We swung the other way and tried the simplest connection-based rule we could think of: your score is the size of your biggest group. Everything else on the board is flavor.

This wasn't bad. It was easy to read and it made the game about building one big shape without getting cut, which is a real game. But it also made most of the board feel irrelevant. Your small groups were decoration. Every move that didn't extend the main blob was wasted. We wanted a rule where more of the board mattered more of the time.

The rule that stuck is the one Jelmata ships with today: multiply the sizes of your connected components together. Two groups of three score 9. One group of six scores 6. A group of four and a group of two score 8. Singletons multiply by one and do nothing.

It turned out to be the perfect rule for what we were after.

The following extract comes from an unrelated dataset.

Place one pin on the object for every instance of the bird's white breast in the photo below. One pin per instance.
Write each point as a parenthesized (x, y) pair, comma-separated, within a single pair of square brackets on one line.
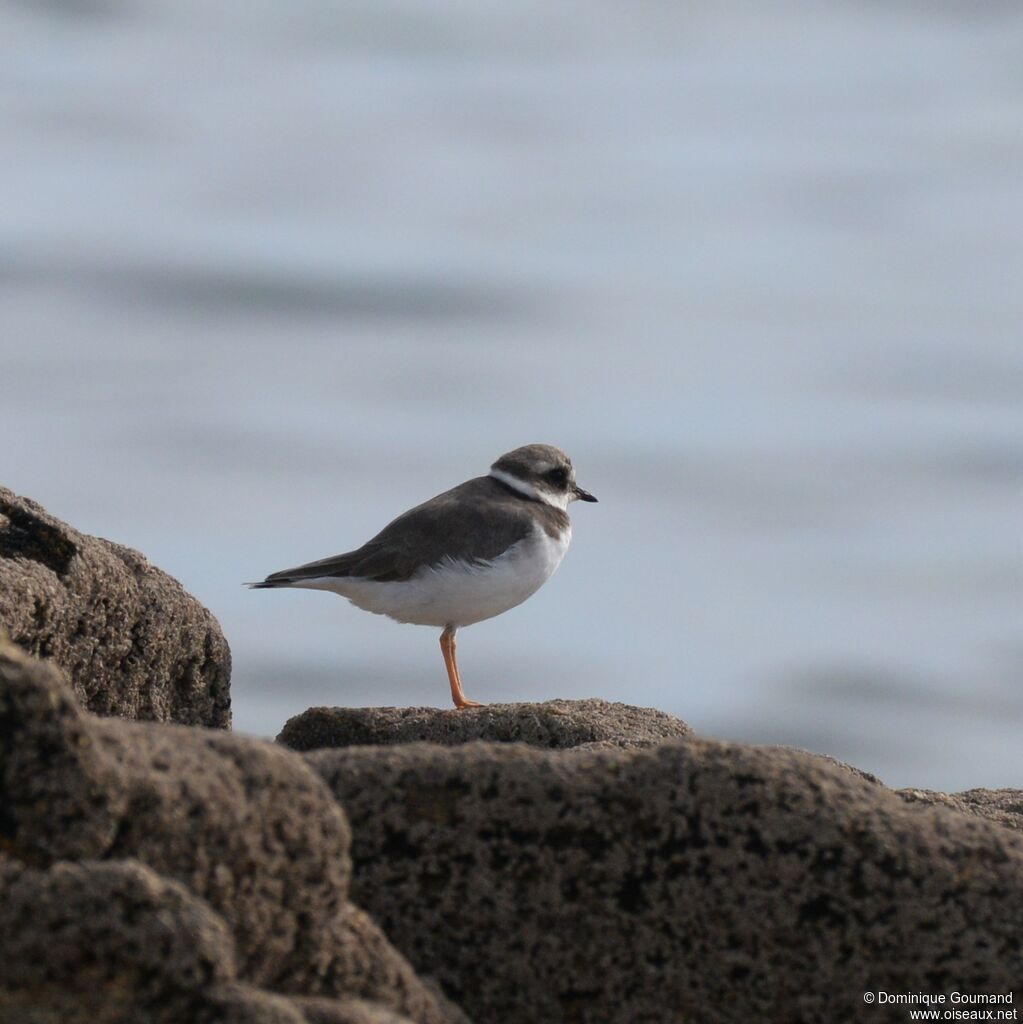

It's easy to compute in your head — you're just multiplying small numbers. Every cell on the board matters, because every group contributes a factor. Merges can hurtyour score, which makes placement a genuine puzzle instead of a race. And the math quietly rewards balance, which gave the game a whole geometric feel we didn't have to design in directly.

If you want the deeper dive on why this rule bends the whole game away from territory games, we wrote a companion post: Why Multiplicative Scoring Changes Everything. But that's the origin story. We tried a few ideas, threw out the ones that weren't fun or weren't legible, and landed on the one that was both.